When we find the courage to consider ourselves for what we are, we realize that we are people called to deal with our fragility and our limits noting that at times thinking about these weaknesses can lead people to be anxious for the future, or afraid of illness and death. This is the reason many people look for a way out, turning to dangerous shortcuts such as the tunnel of drugs, superstitions or ruinous magic rituals.
However, Christianity offers a different path. Though it’s not easy, it leads to hope – through Jesus on the cross -which is the “greatest manifestation of God’s love.”
We need to acknowledge our limits. But let’s not let them overcome us to the point of becoming discouraged. When we offer our limitations to God, he helps us in the path of daily life. He takes us by the hand, but he never leaves us alone, never. Because of this we have joy.
If Christians root themselves in the affirmation of John 3:16 (God’s love for the world), then our trust is unshakable.
Only in this way can we live a life animated by justice and charity, and our lives like Gary’s and Mary Jane’s become testimonies of this divine love; a love which is not only given to everyone freely, and without conditions.

God is close to us in moments when we feel alone, when we feel tempted to surrender to the difficulties of life.

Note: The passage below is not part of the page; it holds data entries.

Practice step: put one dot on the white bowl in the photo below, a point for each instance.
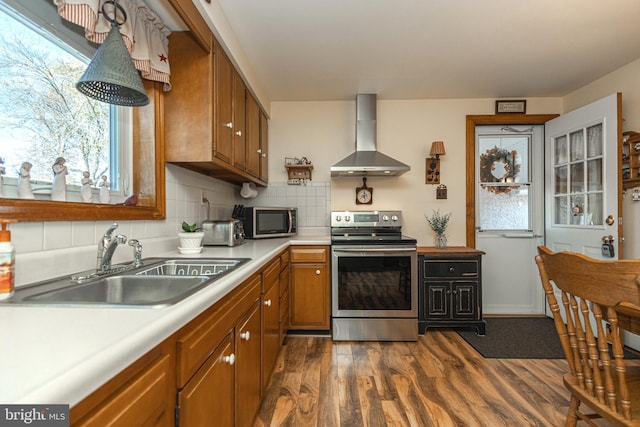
(190, 251)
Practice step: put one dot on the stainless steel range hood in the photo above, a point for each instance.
(367, 161)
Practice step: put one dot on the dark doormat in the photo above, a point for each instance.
(519, 338)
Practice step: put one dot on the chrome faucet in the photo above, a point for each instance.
(106, 248)
(137, 253)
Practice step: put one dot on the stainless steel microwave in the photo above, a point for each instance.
(264, 222)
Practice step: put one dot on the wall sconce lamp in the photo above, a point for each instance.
(433, 163)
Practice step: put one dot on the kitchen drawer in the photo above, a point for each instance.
(309, 254)
(450, 268)
(197, 343)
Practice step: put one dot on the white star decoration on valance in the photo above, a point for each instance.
(143, 32)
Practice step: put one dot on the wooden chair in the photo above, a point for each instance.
(599, 300)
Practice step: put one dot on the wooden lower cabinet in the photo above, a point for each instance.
(208, 398)
(310, 288)
(211, 372)
(248, 365)
(285, 273)
(270, 318)
(141, 400)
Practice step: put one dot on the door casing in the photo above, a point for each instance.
(472, 122)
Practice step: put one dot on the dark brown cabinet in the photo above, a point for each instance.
(450, 288)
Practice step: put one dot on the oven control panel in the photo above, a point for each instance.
(366, 219)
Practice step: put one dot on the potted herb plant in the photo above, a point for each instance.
(190, 239)
(438, 223)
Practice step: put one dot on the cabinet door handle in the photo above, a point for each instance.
(231, 359)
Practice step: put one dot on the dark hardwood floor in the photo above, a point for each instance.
(437, 381)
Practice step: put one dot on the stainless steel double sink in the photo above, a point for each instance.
(159, 283)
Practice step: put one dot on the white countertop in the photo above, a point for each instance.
(62, 354)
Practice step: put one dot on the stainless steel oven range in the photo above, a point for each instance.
(373, 277)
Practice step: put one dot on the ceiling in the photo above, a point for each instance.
(414, 49)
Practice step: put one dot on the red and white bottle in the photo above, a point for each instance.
(7, 261)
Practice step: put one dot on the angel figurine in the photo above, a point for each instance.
(105, 190)
(59, 186)
(85, 191)
(24, 181)
(3, 171)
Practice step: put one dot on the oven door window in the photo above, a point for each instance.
(374, 283)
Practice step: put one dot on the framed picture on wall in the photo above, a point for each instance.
(511, 106)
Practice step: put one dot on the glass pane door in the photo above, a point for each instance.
(504, 193)
(578, 177)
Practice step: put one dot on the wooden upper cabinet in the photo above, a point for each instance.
(206, 115)
(253, 137)
(223, 99)
(239, 122)
(264, 147)
(188, 106)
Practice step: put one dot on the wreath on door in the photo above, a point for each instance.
(499, 165)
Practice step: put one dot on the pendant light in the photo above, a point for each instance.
(111, 76)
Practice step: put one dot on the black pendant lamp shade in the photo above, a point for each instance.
(111, 76)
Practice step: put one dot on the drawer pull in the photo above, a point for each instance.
(231, 359)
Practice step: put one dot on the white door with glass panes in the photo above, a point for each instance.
(582, 179)
(509, 216)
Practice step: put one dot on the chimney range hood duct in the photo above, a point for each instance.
(366, 161)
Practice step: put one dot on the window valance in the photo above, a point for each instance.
(144, 33)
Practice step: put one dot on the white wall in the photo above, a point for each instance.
(324, 132)
(626, 81)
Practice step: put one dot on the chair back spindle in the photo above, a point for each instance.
(598, 300)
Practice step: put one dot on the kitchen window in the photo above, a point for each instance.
(43, 116)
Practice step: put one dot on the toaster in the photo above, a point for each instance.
(228, 232)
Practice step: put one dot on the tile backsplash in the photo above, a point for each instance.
(64, 247)
(312, 200)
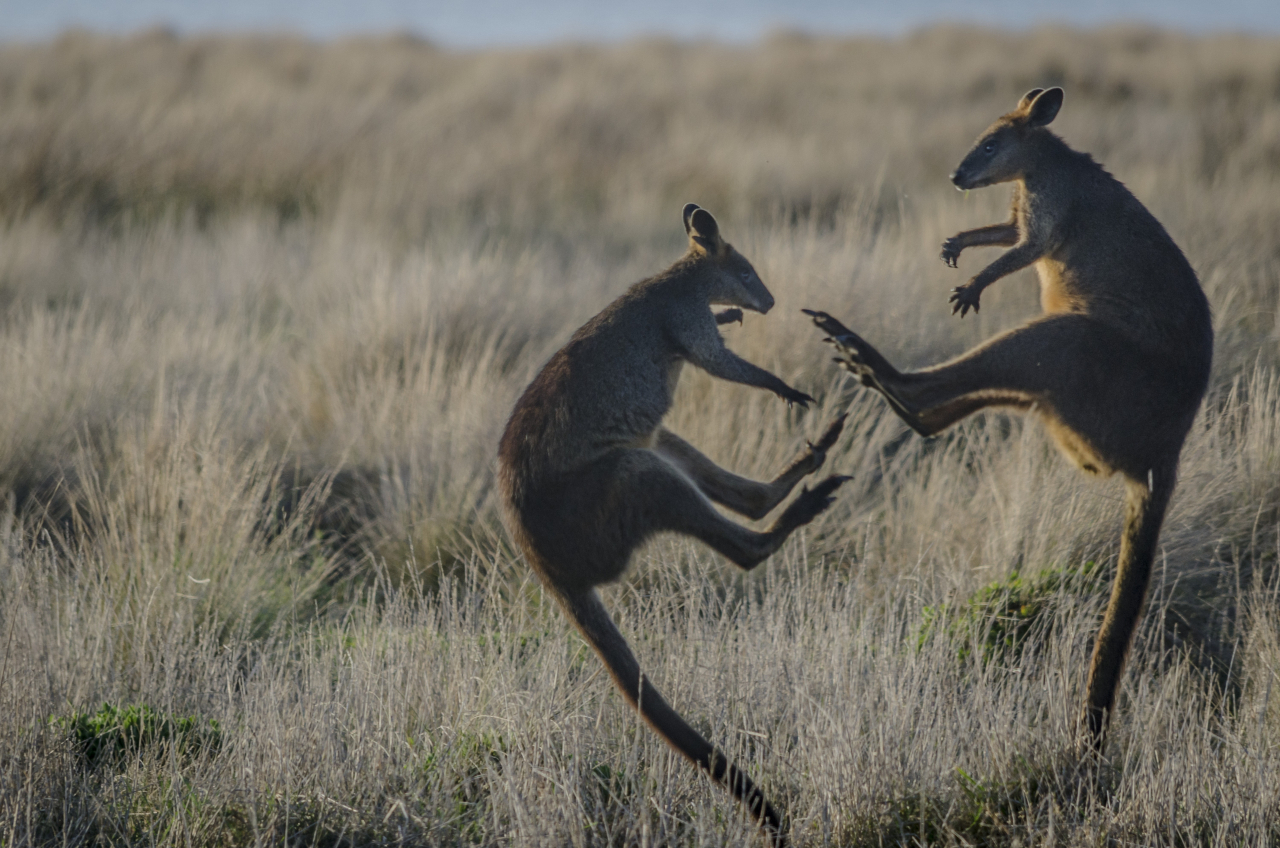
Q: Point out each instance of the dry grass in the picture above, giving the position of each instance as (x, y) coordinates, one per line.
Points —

One of the most devastating crises in our country and especially in our region today is the opioid crisis. The daily news is devastating, including so many babies in our hospitals born with addictions. So, Christians who believe that Christ brings light to our darkness are joining together in Holy Friendship. On May 18-19, I will be participating in a Holy Friendship Summit which is a Gathering of Clergy, Clinicians, and Congregants to produce networks and share resources regarding opioid addiction in Southern Appalachia. The Holy Friendship Summit is more than a conference or workshop. It is a long-term vision to produce networks, resource sharing opportunities, and new publications. I call it the beginning event for a culture change and I invite anyone inspired to respond in Christ’s love to join us in Holy Friendship to help our brothers and sisters in need.
Paul is emphatic: we have been saved by grace, not by our own efforts. But as far as good works are concerned, we are his handiwork, created in Christ Jesus for the good works that God has prepared in advance. God so loved the world that He sent His Beloved Son Jesus. That powerful love of Jesus is still in the world and acts through OUR faith, hope and charity that all things are possible with God.